L’exposition « Cyberspaces » traite avant tout d’espace. Ou plutôt des fragments d’un espace privé, à la fois réel et virtuel, que des prostituées « occasionnelles » donnent à voir et à pénétrer à leurs clients par le biais d’internet, d’une webcam, et… d’une carte de crédit.
Le cybersex est un produit des Occidentaux qui nouent des relations virtuelles avec des femmes sud-américaines, asiatiques ou d’Europe de l’Est. Il en résulte des scènes de fausse intimité dont témoigne Joachim Schmid.

Consommateur d’images de toutes natures, prises en tous lieux, happées au moyen des technologies numériques, Joachim Schmid s’intéresse à la question de l’authenticité. Quelle sortes d’images « authentiques » peut-on trouver dans le monde virtuel où tout est contestable, potentiellement inventé ?

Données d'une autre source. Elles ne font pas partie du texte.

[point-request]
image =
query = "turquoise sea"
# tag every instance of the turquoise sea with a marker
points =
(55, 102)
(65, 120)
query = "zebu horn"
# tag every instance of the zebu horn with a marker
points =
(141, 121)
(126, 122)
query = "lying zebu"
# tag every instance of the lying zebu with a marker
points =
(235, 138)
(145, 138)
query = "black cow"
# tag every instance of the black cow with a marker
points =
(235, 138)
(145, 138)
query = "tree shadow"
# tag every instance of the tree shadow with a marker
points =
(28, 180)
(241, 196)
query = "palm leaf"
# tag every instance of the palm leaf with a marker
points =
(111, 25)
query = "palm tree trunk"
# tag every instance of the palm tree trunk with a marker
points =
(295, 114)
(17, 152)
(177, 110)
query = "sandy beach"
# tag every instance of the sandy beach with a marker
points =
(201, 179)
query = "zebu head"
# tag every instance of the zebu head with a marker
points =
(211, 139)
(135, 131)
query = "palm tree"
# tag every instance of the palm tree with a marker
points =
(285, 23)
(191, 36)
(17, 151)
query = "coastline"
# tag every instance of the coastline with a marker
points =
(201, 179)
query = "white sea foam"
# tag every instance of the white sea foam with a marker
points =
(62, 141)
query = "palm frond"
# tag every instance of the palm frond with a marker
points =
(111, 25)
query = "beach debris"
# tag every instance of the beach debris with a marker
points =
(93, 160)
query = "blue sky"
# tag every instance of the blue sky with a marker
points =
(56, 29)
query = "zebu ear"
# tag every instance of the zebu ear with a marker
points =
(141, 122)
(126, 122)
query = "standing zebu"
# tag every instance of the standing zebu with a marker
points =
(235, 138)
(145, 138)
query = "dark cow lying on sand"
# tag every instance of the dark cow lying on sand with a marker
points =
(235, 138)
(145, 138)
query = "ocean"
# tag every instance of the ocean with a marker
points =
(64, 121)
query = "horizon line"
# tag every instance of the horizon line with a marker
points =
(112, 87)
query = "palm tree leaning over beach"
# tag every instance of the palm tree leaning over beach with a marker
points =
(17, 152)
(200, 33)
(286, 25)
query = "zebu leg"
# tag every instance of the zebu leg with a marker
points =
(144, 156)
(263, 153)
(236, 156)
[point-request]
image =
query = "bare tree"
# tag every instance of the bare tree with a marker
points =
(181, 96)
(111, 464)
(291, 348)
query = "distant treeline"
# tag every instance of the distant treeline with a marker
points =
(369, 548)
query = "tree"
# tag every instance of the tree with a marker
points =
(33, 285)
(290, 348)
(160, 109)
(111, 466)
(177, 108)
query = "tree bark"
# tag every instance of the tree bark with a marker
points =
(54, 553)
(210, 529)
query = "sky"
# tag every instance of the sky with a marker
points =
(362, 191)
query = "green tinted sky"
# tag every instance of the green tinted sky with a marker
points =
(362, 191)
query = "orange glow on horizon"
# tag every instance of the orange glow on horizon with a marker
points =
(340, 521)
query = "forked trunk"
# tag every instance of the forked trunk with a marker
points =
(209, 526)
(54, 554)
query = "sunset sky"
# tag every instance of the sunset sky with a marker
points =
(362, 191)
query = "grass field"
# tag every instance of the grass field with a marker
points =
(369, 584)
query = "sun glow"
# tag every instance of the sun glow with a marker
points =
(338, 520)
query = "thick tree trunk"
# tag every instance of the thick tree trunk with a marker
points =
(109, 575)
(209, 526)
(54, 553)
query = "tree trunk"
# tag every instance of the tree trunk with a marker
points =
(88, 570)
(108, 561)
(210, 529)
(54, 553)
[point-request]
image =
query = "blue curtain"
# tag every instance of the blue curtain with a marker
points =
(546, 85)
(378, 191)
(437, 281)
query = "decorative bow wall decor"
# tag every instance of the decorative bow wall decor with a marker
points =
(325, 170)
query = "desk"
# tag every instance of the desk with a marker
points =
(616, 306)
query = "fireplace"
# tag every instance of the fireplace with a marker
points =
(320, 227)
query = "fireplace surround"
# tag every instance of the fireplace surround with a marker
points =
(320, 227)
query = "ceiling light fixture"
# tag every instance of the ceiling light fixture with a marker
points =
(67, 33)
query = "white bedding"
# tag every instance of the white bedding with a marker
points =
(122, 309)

« Cyberspaces » rassemble des images de webcam transformées en photographies largement pixelisées. Il ne reste que la vision floue et partielle d’un espace de vie sans personnages : le mur d’une chambre, un coin de canapé, une tête de lit recouverte de tissu léopard, un oreiller creusé, autant de fragments d’intimité et d’individualité (peluche, fleurs, jouets d’enfants, talons aiguilles) qui témoignent d’une présence humaine.

La démarche relève du voyeurisme discret, sans indécence, voire d’un simple constat. Car Joachim Schmid s’intéresse moins aux personnes, à leur identité ou leurs actions, qu’aux situations.

Précédemment, la série « Very Miscellaneous » rassemblait des photos prises par des anonymes en prétendant qu’elles étaient dues à photographes connus ; la série « Statics » se composait de cartes postales broyées puis juxtaposées en bandes pour former des écrans de couleurs ; dans la série « Decisive », Schmid récupérait des portraits de toutes époques abandonnés, ratés, parfois même déchirés, et leur donnait une seconde vie en les présentant par moitié, côte à côte, de façon à créer des effets troublants de ressemblance et de dissemblance.

Fondateur de l’Institut du recyclage des vieilles photos, Joachim Schmid oscille entre l’archiviste et l’activiste voleur d’images. Comme il l’explique, il ne prend jamais de photos, mais se contente de prendre celles des autres, peu importe qu’elles soient ratées, banales et anonymes. Il se constitue en recycleur de l’accumulation d’images parmi lesquelles « nous pataugeons ».

« Cyberspaces » représente une nouvelle étape dans le questionnement de la notion d’image comme archive, dans l’interrogation et la mise en perspective du témoignage photographique.

Joachim Schmid :
— Sans titre, série « Cyberspaces », 2004. Lambda print. 50 x 80 cm.